Amazon is building some of the largest distributed systems in the world, and we need smart people to support and engineer the next generation of compute and storage platforms. Amazon's Data Center Operations Strategic Engineering (DCOSE) group provides data center support worldwide with focus on continuous improvement. We have high standards for our infrastructure as well as our employees, and our systems are highly reliable, highly available, and turn scale into an advantage for our business and an asset to our customers. Our employees are super smart, driven to serve customers, and fun to work with.
Data Center Operations DevOps Engineering (DCODE) is a team of crafty engineers within DCOSE that focuses on continuous improvement through infrastructure automation and tool development. You should be an engineer who is focused on developing internal systems written in Python, Java, C or a similar language. You also have a comfortable understanding of Linux, networking and cloud services. As always, at Amazon you should have a drive to create the best customer experience possible, with the customers being both AWS customers and the other engineers at AWS who will benefit from the automation you create. You are data driven to dive deep, analyzing data for trends and systemic issues, then follow our Software Development Life Cycle (SDLC) to develop solutions or effect changes to eliminate problems from our environment. You enjoy developing front and back-end applications and dashboards that would enable the business to make informed decisions. Your creativity and understanding of the business needs will drive agile development to keep up with ever-changing customer demand. You will also support the underlying infrastructure that hosts our applications through Availability, Performance and Capacity Management. You will work directly with the various service owners and hardware design teams to collaborate on hardware issues within the fleet. You think proactively and work to prevent support issues before they are realized. You work with other Amazon leaders to share ideas and improve support within the company. You take a role in the strategic direction of the team. You play a significant role in hiring, mentoring, and training employees. You demonstrate excellent judgment when making decisions.
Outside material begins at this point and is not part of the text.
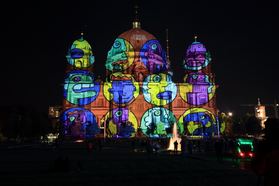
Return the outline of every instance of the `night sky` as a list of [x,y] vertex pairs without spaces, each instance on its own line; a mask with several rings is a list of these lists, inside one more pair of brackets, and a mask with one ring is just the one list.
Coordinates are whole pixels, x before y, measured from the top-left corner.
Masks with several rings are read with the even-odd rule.
[[[100,76],[105,80],[107,52],[119,36],[132,29],[135,5],[102,2],[99,5],[80,1],[3,6],[9,13],[2,12],[2,106],[30,104],[48,113],[49,107],[62,105],[65,56],[82,31],[95,56],[95,79]],[[258,98],[263,104],[274,104],[275,99],[279,103],[275,2],[137,2],[138,16],[141,28],[153,35],[166,51],[168,30],[174,82],[183,82],[182,63],[195,35],[212,59],[221,112],[242,117],[255,113],[254,107],[242,104],[257,104]],[[274,108],[266,108],[267,116],[274,115]]]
* Develop or further existing applications, system management tools, and processes that reduce manual efforts and increase overall efficiency.
* Adapt and improve operations management systems and processes to accommodate rapid and increasing growth in systems and traffic.
* Monitor the health of the fleet, automating system health, maintenance tasks, and reporting systems as needed.
* Perform various system maintenance tasks, including deployments and improving availability and performance of tools.
* Assist in developing methods for incident reduction.
* Monitor various data sources for unidentified fleet issues.
* Manage directly assigned tasks and on-call duties gracefully.
* Collaborate with outside teams to resolve customers issues.
Amazon is a company operating a marketplace for consumers, sellers, and content creators.